Concordo con la maggior parte delle cose che sono dette e sottolineo fortemente che il centro della didattica, soprattutto se finalizzata al nostro tipo di tiro, va incentrata sull'arciere. Solo dall'arciere può emergere il suo modo di tirare. Voglio portarla anche un pochettino più in là. Non è nemmeno così fondamentale che alla fine emergano dei capisaldi (come la T perfetta). Talvolta non è possibile farla emergere, perché l'allievo è portatore di qualche handicap o semplicemente perché ha un diverso equilibrio strutturale morfologico. Ciò che deve emergere è il principio e la soluzione psicofisica che l'arciere impiega, seguendo quello che noi fisici chiamiamo principio di minima azione (massimo risultato - minimo sforzo). Come dice Ascham, la bellezza del gesto atletico segue per conseguenza.

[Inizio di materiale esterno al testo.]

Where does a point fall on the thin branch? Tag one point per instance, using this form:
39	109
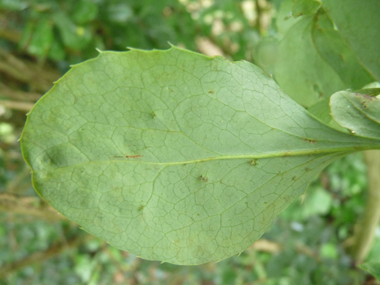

Proprio per questo vorrei sottolineare che, secondo me, il giudizio sul metodo tradizionale è forse un po' affrettato. La proposizione di un modello NON è necessariamente propedeutica all'insegnamento di un gesto atletico. Esistono intere didattiche, quelle orientali ad esempio, che sono basate sull'infinita ripetizione di una modello. Non è il modello la cosa che deve essere applicata da un punto di vista atletico. Tante volte il modello è palesemente inapplicabile. La "forma" è propedeutica alla generazione di un sentimento-emozione/gesto_atletico che essa deve generare all'interno dell'allievo. Il suo scopo stabilito è quello di comprendere e assimilare un principio applicativo in esso nascosto. E, proprio attraverso la costruzione personale, non è dato sapere come e quando l'allievo si impadronirà di quel principio. Spesso ci vogliono anni.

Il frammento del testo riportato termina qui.